Tommy Johnson: Canned Heat Blues

It's Sunday, and Sunday is blues day! This week we're going all the way back to the early days of the delta blues. Tommy Johnson was born in the small town of Terry, Mississippi in 1896. He later moved to Crystal Springs and then, after getting married at the age of 20, to a plantation near Drew, Mississippi. That plantation was very close to the famous Dockery Plantation, which is widely regarded as the birthplace of the delta blues due to the number of blues musicians who lived and worked there. It was there that Tommy Johnson met fellow musicians, including the great Charlie Patton and Willie Brown. (Other residents of the Dockery Plantation were Robert Johnson and Howlin' Wolf.)

An alcoholic for most of his life, Tommy Johnson adopted a sinister persona -- not just through his blues songs but also through the creation of a legend: Johnson, so the legend goes, sold his soul to the devil at a crossroads in exchange for his skillful guitar playing. This same legend was later picked up by Robert Johnson and is mostly attributed to him these days, although Tommy Johnson appears to be the original source for it. The two musicians were not related, by the way.

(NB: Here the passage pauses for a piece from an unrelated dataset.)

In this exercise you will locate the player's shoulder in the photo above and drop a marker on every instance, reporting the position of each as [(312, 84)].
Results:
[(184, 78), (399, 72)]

Here's Tommy Johnson's Canned Heat Blues, recorded for Victor Records in 1928. The song's about Johnson drinking methanol from a cooking fuel:

Cryin', mama, mama, mama
Cryin', canned heat killin' me
Plead to my soul, Lord
They gon' kill me dead.

Elmore James: Dust My Broom

It's Sunday, and Sunday is blues day! Today featuring the great Elmore James, known as the "King of the Slide Guitar", with his rendition of the Robert Johnson song Dust My Broom. Although born in Richland, Holmes County to the right of the Yazoo river and hence just outside of the Mississippi delta, Elmore James became one of the most famous representatives of the delta blues. His versions of delta blues classics relied heavily on amplification of his instrument -- a rather innovative technique at the time -- bringing him to the forefront of the blues scene in the 1950s and early 60s. James is best known for his electric "bottleneck" slide guitar playing, which influenced many later blues players, including late Rolling Stones guitarist Brian Jones, Fleetwood Mac's Jeremy Spencer, Eric Clapton and Jimi Hendrix.